Je suis aujourd’hui en proie à de grandes peurs, une oppression qui grandit depuis le jour de mes 35 ans. Je me sens si fragile et vulnérable au point que sortir de chez moi est une violence. J’ai des taons autour de chez moi, énormes, agressifs. Toujours là au moment où j’ouvre ma porte, il me mette dans une profonde insécurité. La Nature m’exprime avec force à quel point je me suis éloignée de la mienne. Lui manquait de Temps, le mien s'arrête chez moi. J’ai nourri un penchant de supériorité, oubliant que je suis un animal, rien de moins, rien de plus. J’ai placé mon travail sous l’égide du Social et de l’Aide à la personne mais j’étais incapable d’aider quelqu’un dans ma vie privée. Incapable de jouer de la musique devant une autre personne, plaidant l’intimité de mon jardin secret mais sans doute incapable de supporter une critique. J’ai collectionné et aussitôt jeté mes conquêtes d’un soir pour me rendre compte à quel point j’ai peur des Hommes et que je ne supporte pas d’être une Femme. Je me suis tellement trahie et simulé prendre du plaisir que j’en ai paumé mon énergie sexuelle. Je me suis dégoûtée quand j'ai piqué des colères interminables contre ma chienne qui est si adorable et aimante. Que de mensonges et de culpabilité pour garder une face sociale qui ne correspond en rien à ce que je suis à l’intérieur ... mais qui suis-je..?

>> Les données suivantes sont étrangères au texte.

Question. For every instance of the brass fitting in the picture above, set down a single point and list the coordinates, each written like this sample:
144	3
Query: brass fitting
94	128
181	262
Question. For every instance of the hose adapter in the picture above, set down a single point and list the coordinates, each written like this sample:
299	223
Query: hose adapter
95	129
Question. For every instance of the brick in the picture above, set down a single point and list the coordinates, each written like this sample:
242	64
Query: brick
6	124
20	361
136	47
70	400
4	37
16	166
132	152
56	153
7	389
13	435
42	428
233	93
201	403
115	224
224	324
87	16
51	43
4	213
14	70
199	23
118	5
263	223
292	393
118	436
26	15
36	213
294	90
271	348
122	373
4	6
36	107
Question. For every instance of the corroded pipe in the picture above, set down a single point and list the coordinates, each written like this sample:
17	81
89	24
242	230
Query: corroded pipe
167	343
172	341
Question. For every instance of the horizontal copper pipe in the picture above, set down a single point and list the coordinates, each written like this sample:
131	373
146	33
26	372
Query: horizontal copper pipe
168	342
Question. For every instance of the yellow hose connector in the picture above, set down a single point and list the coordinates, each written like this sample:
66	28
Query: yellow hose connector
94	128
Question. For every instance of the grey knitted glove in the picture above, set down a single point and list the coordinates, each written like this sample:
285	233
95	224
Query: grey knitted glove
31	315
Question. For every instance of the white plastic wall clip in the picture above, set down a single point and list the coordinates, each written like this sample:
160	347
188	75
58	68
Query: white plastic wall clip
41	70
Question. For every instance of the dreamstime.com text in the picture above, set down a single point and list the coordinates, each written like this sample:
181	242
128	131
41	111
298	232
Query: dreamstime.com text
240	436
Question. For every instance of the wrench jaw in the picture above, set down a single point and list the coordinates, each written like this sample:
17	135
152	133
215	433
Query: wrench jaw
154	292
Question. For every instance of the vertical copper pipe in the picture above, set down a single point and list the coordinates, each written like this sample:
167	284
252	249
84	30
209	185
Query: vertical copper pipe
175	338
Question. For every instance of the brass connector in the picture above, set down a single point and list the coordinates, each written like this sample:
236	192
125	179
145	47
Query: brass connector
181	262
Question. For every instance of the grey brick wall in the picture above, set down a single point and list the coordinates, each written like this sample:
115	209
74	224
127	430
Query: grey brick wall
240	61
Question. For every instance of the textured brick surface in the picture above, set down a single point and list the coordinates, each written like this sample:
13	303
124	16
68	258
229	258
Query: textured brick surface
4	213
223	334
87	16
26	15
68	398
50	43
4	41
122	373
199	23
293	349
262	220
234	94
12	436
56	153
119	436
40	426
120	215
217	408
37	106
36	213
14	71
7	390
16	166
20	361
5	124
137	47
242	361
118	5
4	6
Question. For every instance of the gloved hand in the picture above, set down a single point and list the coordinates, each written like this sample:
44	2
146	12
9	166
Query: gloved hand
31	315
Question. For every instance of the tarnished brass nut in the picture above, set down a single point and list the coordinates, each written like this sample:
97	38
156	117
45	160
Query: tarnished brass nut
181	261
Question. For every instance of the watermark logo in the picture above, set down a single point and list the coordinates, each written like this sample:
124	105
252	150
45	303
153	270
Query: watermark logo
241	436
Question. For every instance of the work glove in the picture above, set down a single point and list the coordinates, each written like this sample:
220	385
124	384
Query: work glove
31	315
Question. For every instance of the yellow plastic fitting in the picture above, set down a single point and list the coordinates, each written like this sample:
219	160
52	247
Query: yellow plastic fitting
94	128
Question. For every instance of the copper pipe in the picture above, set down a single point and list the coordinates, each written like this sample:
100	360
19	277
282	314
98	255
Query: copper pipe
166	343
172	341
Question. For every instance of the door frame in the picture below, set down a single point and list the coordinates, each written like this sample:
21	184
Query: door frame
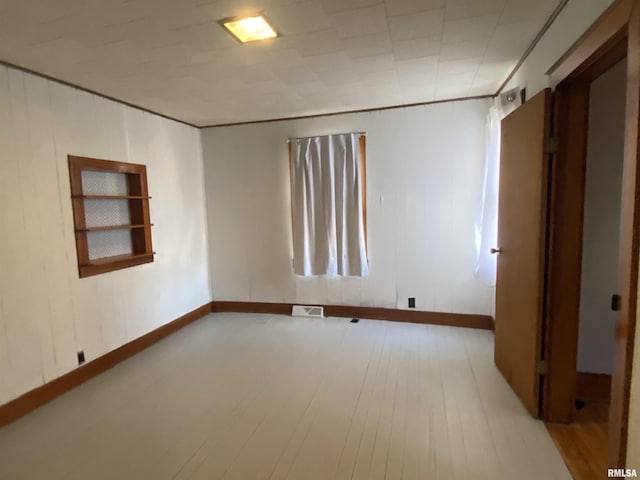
614	36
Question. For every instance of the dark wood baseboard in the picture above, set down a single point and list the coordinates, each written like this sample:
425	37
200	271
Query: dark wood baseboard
483	322
39	396
595	387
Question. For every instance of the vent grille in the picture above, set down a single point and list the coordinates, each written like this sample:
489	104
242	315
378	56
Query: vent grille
307	311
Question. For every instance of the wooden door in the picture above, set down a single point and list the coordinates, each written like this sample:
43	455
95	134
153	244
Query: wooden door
522	221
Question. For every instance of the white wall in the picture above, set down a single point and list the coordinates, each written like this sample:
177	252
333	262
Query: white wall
424	170
633	437
601	238
47	313
572	22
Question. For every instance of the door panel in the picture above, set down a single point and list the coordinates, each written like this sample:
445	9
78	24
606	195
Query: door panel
522	222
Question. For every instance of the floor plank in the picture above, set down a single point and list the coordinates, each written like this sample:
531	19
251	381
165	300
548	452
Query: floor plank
584	444
243	397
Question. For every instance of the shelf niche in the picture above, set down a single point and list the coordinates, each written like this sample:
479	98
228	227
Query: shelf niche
111	214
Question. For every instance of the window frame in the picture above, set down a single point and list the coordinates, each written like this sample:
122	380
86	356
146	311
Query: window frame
138	203
362	142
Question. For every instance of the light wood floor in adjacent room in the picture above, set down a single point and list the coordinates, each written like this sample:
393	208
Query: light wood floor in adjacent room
247	397
584	444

J’ai tellement de violence et d’agressivité en moi que je me suis reversée cette haine en mon cœur et j’ai serré si fort que désormais je suis coupée en deux. J’en reviens toujours à jouer la partition neuronale de ce père triste, sans vie et coupé du Monde. Le sombre est partout autour de moi et en moi. Pourtant quelque chose est là pour me forcer à sortir, chaque jour, avec violence mais qui irrésistiblement me pousse à ne pas rester cloîtrer chez moi.

Petite voix du cœur, parle moi, fais toi entendre ! Rappelle moi combien la Vie est belle, douce et bonne ! Nourris moi de ta sagesse, de ta bonté, de ta tendresse. Fais moi sourire et rire, redonne moi l’envie et le désir de raccrocher mes rêves ! Délie moi les bras et prends ma main sur ce chemin si épineux, ramène moi sur celui qui est doux à la vue et au toucher. Ravive en moi les plaisirs et la joie qui donnent la Force et l’Amour. Je t’appelle du plus profond de ma prison pour que tu viennes à mon secours car j’ai vraiment peur de ne plus sortir de ces ténèbres. Brille mon joli cœur, brille avec moi et je t’écouterai parler pendant des heures, je te laisserai toute la place pour me sentir enfin au calme et en sécurité. Je suis prête, je cherche ta présence, je t’en prie viens et ouvre moi.